There are several options to reduce:
- Eliminate 60ml (2.03oz) from a single feed. It is often easier to do so in the morning feeds when the baby is generally calmer.
- Decrease 10ml (0.34oz) of supplemented milk in 6 feeds
- Decrease 30ml (1.01oz) of supplemented milk from 2 feeds
After two or three days of eliminating this amount of milk, it is key to talk to the mother and evaluate how she is feeling during the process. If the infant is not overly demanding, if there are no warning signs that she/he is not getting enough milk and the mother feels well during the process, another 60ml (2.03oz) can be eliminated again in the same way.
It is essential to monitor adequate weight gain, but do bear in mind that it is not recommended to weigh the infant before 5-8 days of age. It is also important to inform the mother of the possibility of the baby being more demanding, as well as to explain the signs and symptoms of dehydration (assessment of diuresis and stools, as well as the baby’s general condition).
More aspects to consider about relactation:
The above guidelines are the basis of the process, but you can also encourage the mother to perform small actions, which can favour the relactation process:
- Assess together with the mother, whether the use of a galactagogue may be appropriate. Its use may encourage increased milk supply and thus encourage both, mother and infant, to continue the relactation process.
- Encourage the mother to cosleep with her baby (by giving advice on how to do so safely), as it is usually easier for the infant to accept breastfeeding during the night when prolactin levels peak and therefore favour the relactation process.
- Encourage the mother to offer supplemented milk in a breastfeeding-friendly way. If a bottle is used, inform the mother about the paced bottle feeding method.

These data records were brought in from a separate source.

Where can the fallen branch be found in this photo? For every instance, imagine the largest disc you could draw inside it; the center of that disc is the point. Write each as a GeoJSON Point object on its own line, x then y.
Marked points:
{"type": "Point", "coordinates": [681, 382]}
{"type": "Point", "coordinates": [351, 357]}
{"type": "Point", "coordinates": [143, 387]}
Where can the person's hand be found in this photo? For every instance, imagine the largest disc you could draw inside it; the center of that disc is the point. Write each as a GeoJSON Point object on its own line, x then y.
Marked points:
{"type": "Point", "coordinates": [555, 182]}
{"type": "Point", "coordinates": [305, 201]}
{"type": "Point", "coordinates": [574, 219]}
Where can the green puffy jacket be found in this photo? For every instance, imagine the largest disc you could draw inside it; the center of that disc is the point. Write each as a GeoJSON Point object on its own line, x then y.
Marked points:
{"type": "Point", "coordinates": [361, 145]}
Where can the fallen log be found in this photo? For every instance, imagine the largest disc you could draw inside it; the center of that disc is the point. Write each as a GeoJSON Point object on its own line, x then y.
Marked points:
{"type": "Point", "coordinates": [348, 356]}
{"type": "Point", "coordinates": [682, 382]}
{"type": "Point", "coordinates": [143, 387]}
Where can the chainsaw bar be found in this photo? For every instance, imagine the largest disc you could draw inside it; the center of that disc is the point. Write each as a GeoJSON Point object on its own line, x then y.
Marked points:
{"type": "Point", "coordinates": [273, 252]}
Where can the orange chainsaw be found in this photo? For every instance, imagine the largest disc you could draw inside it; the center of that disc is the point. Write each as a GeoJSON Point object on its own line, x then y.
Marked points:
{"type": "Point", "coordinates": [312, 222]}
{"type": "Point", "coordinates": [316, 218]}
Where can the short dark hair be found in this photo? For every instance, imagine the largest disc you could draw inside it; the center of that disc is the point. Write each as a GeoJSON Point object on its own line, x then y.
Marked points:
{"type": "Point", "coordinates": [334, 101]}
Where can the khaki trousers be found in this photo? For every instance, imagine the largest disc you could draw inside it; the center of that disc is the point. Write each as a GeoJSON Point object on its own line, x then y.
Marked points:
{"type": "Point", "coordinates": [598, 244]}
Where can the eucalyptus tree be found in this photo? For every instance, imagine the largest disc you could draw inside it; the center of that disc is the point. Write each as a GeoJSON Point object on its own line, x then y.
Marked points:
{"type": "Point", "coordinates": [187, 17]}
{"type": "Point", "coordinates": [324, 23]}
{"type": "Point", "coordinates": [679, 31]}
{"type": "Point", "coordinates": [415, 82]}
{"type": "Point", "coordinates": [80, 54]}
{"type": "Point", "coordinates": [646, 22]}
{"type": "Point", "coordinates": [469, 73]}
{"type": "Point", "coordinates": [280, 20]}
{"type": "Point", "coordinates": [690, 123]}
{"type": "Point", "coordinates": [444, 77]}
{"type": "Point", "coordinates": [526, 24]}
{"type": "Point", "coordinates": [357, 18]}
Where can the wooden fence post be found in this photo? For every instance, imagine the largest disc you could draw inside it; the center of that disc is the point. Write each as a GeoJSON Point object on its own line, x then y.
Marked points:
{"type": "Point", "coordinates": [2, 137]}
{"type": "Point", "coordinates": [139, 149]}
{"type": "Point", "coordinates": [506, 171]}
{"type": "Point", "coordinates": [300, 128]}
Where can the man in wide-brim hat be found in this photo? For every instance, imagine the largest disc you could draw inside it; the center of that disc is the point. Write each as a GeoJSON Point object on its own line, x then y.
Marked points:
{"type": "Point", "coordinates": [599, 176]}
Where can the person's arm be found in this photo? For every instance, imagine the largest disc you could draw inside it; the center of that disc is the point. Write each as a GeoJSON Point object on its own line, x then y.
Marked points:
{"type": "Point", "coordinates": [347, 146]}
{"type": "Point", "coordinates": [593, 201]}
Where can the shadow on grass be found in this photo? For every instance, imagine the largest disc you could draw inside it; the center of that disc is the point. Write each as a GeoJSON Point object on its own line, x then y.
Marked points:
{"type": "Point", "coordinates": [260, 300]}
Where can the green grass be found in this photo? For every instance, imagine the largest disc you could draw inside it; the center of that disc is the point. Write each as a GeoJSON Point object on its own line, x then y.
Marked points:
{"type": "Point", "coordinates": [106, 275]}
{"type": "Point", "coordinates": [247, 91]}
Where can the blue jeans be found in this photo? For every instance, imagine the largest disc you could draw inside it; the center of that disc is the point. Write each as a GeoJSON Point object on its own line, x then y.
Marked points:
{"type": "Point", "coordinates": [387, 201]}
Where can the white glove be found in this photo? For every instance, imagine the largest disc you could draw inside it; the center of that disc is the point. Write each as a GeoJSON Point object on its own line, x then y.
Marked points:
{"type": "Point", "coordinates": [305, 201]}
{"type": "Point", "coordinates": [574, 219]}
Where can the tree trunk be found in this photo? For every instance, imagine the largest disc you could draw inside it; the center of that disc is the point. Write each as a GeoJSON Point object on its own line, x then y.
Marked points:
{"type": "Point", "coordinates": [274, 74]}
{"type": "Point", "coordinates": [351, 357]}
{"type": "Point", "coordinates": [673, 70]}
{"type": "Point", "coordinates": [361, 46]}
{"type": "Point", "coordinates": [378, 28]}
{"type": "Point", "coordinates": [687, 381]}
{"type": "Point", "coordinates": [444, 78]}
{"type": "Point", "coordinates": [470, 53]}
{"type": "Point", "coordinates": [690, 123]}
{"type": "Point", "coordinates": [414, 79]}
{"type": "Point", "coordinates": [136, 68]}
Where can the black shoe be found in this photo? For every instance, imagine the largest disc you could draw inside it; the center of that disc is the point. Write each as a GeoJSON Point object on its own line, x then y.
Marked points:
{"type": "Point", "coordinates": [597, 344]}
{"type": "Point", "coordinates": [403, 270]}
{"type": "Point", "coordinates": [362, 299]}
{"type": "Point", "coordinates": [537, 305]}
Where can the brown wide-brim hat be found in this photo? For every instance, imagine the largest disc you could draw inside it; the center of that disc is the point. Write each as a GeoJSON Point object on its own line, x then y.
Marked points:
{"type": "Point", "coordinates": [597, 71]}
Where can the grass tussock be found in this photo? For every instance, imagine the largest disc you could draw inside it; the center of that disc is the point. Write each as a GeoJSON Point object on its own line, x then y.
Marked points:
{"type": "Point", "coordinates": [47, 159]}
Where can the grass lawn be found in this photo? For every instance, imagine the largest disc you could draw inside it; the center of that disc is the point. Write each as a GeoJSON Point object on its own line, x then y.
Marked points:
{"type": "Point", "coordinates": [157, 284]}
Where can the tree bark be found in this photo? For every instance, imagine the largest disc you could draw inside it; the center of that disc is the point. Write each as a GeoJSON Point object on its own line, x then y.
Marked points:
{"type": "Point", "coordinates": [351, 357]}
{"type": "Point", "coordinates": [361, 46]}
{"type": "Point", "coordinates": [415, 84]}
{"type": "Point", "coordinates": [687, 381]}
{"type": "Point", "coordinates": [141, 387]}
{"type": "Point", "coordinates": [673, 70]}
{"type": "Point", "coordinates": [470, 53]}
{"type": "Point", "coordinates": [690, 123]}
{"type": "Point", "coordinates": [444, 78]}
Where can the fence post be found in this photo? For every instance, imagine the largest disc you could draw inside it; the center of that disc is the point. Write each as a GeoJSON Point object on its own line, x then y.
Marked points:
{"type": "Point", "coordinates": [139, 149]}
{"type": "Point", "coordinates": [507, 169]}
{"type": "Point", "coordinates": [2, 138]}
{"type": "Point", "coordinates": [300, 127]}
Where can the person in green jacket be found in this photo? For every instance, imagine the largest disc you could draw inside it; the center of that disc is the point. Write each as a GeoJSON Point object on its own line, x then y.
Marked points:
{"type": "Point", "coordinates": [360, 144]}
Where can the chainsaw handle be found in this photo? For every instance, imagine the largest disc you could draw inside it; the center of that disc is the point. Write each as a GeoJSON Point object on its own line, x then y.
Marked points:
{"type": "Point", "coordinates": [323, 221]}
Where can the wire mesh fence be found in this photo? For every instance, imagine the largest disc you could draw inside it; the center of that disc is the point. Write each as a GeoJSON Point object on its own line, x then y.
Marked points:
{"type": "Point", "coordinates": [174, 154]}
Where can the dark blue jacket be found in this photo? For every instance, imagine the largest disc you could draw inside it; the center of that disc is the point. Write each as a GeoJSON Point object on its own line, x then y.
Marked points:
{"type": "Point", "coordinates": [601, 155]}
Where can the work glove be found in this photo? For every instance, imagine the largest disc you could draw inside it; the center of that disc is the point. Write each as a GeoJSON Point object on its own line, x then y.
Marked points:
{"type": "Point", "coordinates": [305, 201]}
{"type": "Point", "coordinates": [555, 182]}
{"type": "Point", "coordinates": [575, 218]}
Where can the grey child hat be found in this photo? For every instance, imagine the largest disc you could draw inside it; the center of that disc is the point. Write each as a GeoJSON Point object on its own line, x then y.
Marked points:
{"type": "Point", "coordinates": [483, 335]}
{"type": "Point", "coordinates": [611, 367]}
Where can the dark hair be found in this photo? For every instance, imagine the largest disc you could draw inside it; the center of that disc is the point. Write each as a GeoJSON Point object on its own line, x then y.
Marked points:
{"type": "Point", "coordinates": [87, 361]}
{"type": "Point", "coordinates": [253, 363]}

- Eliminate the use of pacifiers (dummies) as much as possible, to encourage infants to calm their suckling needs directly at the breast.
. Hormann, E., Savage, F.. Relactation. Review of experience and recommendation for practice. Child and adolescent health and development. 1998; 14: 1-30. Available at: https://apps.who.int/iris/bitstream/handle/10665/65020/WHO_CHS_CAH_98.14.pdf?sequence=1. 27/02/2021.
. Lawrence, Ruth A.; Lawrence, Robert M. Breastfeeding. A guide for the medical profession. Seventh Edition. Missouri: Elsevier Mosby; 2011.